Another ambiguity is when you write something like:

  Foo(Bar)

In theory, this could be interpreted as:

  1. The nonterminal production Foo(…) being invoked with a single argument Bar, which is presumably some variable defined in the Java code.

or:

  1. The nonterminal Foo followed by the nonterminal Bar.

The solution I have opted for is simply to interpret this as the first case, since the parentheses are completely superfluous and it would just make more sense to write the second case as:

 Foo Bar

Note also that the following constructs:

Foo (Bar)? 

Foo (Bar)*

Foo (Bar)+

are not ambiguous, since the parser can (and does) simply scan ahead for the ‘?’, ’*‘, or’+’ and disambiguate this way. It is only the plain Foo (Bar) that is ambiguous, and that can always be better written as simply Foo Bar

This is a gotcha that people are more likely to run into than the previous one, since the use of the bitwise operator in that spot to pass in an arg would be quite rare. Still, given that the solution for disambiguating this case involves simply writing the code more clearly (i.e. deleting the superfluous parentheses if you don’t intend for Bar to be an argument that is passed in) it seems that introducing this extra wrinkle, given all of the extra clarity and brevity that we can achieve, seems like a good tradeoff.

IHMO, the just introduced ambiguities show that the JavaCC syntax is what most people need, specially the beginners.
When you use an editor with proper syntax highlighting and pretty formatting, you are not bothered by what you call the visual clutter.

I also need to point that this new syntax complexifies the IDEs plugins … so you are probably far from getting them updated :frowning:

Well, I can’t really agree with this.

On the one hand, yes, all of this shows that when you do try to evolve a grammar that is already established, it is easy to introduce ambiguities. And, I have found that you often only notice them when you actually start using it and you do hit these cases. I already found this a long long time ago when I took over the FreeMarker project and started introducing new syntactical elements.

That much is true. However, I cannot agree that it tells you anything about what people need, or in particular, what beginners need. For starters, you seem to conflate two separate questions: (a) what would be more amenable to (human) users and (b) what is easier to parse, or formally define.

These are two separate questions. And one can see this quite easily. What is most amenable to human users is obviously natural language, i.e. English, French, or whatever somebody’s native language happens to be… However, natural language is outrageously difficult to parse and formally define. On the other hand, something that has a very clear and simple formal definition, like XML, let’s say, is very difficult for most ordinary human beings to read and write. However, it is dead easy to write an XML parser!
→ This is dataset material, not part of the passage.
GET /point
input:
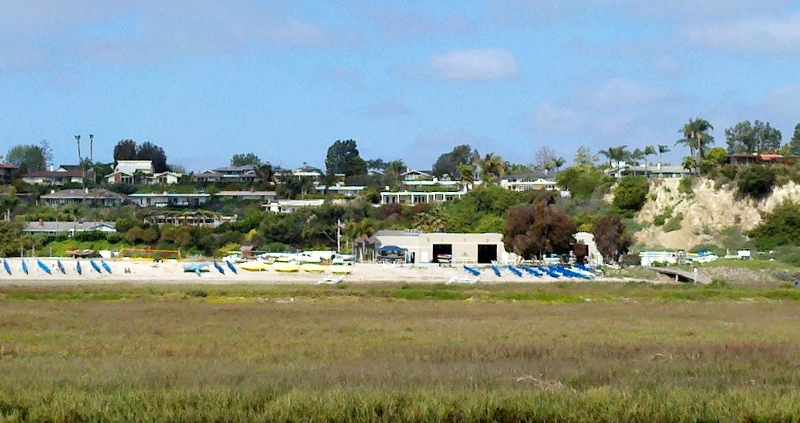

So, the fact that when you try to streamline the syntax for human users, you make it (a) harder to write a parser and (b) harder to define the language formally, this is to be expected actually.

But there is a deeper problem here, you know. Your whole attitude seems to be utterly based on status quo bias, an extreme bias towards the existing state of affairs.

Consider the following thought experiment:

Suppose (contrary to fact) that this new streamlined syntax was the original syntax, how it had always been.

Now, suppose that somebody came along with a proposal to improve this. Their proposal would be that, instead of writing:

   FooBar : foo bar;

you now write:

    void FooBar() : 
     {}
     {
            foo() bar()
     }

How would most users react to this proposed “improvement”?

Isn’t the whole thing self-evidently preposterous?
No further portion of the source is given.